Des images de vidéosurveillance diffusées par des médias locaux montrent également un groupe de manifestants devant le domicile de Mme Hobbs à Phoenix, en train de jouer de la musique et de scander "nous voulons un audit". "Leurs tactiques d'intimidation permanente ne m'empêcheront pas d'accomplir les devoirs pour lesquels j'ai prêté serment", a déclaré dans un communiqué la secrétaire d'Etat. "Notre démocratie est constamment mise à l'épreuve, elle continue à prévaloir et ne va pas faiblir de mon fait", insiste-t-elle.

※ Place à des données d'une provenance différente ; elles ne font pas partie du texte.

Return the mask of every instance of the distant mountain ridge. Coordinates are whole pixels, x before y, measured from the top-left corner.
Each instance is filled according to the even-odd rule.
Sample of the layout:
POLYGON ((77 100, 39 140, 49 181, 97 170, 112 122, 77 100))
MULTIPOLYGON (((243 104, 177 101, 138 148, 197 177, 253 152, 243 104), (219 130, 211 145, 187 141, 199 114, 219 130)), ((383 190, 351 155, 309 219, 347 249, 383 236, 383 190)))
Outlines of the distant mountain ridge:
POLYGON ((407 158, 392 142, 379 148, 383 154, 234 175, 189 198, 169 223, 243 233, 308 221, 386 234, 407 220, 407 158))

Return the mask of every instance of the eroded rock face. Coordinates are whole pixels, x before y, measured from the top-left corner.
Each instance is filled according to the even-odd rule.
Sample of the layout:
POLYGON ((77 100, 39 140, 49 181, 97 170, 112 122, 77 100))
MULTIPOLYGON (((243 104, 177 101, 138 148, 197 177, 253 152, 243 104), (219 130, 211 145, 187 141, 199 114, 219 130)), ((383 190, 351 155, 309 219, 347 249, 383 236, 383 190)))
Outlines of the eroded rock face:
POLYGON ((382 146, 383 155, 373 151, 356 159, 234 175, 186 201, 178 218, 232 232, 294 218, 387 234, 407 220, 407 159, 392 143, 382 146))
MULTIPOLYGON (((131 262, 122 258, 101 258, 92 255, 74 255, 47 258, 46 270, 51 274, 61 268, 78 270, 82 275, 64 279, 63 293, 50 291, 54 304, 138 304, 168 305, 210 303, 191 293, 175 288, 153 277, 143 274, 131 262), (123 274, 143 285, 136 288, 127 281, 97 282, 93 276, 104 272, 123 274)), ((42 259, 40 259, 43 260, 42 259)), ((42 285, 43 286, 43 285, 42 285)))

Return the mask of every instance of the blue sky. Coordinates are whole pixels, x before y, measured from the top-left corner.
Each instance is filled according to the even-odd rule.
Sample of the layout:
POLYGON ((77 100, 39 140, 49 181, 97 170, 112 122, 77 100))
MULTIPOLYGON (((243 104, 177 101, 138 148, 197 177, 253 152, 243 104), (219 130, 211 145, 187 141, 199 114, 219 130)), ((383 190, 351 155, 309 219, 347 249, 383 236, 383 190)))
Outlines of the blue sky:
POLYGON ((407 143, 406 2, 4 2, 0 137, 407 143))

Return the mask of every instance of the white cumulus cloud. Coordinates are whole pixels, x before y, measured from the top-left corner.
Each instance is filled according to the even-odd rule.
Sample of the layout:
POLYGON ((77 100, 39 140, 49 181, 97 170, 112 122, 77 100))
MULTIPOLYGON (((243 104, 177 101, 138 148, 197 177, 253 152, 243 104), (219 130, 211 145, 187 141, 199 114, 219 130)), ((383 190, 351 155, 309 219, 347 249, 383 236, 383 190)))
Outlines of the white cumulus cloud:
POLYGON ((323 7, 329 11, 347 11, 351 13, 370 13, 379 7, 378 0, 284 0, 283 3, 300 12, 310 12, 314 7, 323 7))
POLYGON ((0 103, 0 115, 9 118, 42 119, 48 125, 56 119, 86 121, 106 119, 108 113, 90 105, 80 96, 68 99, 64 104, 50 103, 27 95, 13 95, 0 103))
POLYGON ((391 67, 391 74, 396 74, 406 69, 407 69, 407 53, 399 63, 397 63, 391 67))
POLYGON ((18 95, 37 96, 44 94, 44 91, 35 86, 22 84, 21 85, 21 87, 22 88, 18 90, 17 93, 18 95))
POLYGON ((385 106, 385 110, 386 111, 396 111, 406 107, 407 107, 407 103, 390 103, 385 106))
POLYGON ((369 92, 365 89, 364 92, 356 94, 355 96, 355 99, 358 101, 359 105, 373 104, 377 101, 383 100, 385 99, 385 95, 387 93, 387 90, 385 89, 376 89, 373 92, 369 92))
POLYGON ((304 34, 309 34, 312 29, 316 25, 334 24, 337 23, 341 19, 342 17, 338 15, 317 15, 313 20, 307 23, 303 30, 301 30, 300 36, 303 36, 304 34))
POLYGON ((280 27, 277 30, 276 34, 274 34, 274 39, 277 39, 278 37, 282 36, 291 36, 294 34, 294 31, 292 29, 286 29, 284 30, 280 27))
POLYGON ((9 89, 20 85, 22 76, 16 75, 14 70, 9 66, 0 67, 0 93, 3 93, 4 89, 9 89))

En tant que secrétaire d'Etat, Mme Hobbs est notamment responsable de la certification des bulletins de vote en Arizona, qui doit légalement avoir lieu d'ici le 30 novembre.

Le président sortant Donald Trump a jusqu'à présent refusé de reconnaître sa défaite et a multiplié les recours légaux pour contester les résultats dans de nombreux Etats, jusqu'à présent sans succès.

"Il y en a, dont le président, des membres du Congrès et d'autres élus, qui alimentent la désinformation et encouragent la défiance à l'égard des résultats électoraux (...). Il est grand temps que cela cesse", poursuit Katie Hobbs, rappelant que "ces mots et ces actions ont des conséquences".

"J'étais préparée à ces menaces violentes et la haine. J'ai longtemps travaillé dans le domaine social et je peux anticiper cette réaction lorsque certaines personnes se sentent impuissantes et en colère. Ces actes sont totalement abjects, particulièrement lorsqu'ils visent ma famille et mes employés", conclut-elle.

Plusieurs autres responsables électoraux ont fait état de menaces à travers les Etats-Unis, notamment en Géorgie, dans le Nevada, le Michigan et en Pennsylvanie.